Having seen some larger building projects some days you don't see a change, some days there will be multiple significant changes, you should also consider the length of the time lapse movie you might achieve at one frame per day at 24 fps that is about ten seconds per year assuming a 5 day working week with no holidays (if I did my maths right)! What is the project completion date, months, year or years from now?
Even discounting significant changes, there will always be subtle differences, tide, clouds, cranes, flags and weather to add interest in between significant changes. 
Very interested to see other peoples input on this. 

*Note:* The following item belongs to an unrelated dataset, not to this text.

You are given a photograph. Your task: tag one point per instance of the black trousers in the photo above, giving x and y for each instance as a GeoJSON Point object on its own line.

Edit, I meant to say make the position of the camera one that you can easily reproduce quickly and easily especially if there is a boss in your office that might get annoyed with you "fiddling with that bloody camera again"! This to me would include height, distance from a wall or edge and direction of the lens (significant static landmark on the edge of frame) and focal length if using a zoom! 

Cheers, Graham.


----------



## eeek (Aug 23, 2014)

Take a look at LRTimelapse. Specifically, this:

http://lrtimelapse.com/tutorial/long-term-construction-time-lapse/

Granted, that's more towards very long term, multiple shots, but it may help.


----------



## jprusa (Aug 23, 2014)

The Photographer’s Ephemeris or Sunseeker . Also take tides into consideration as well.


----------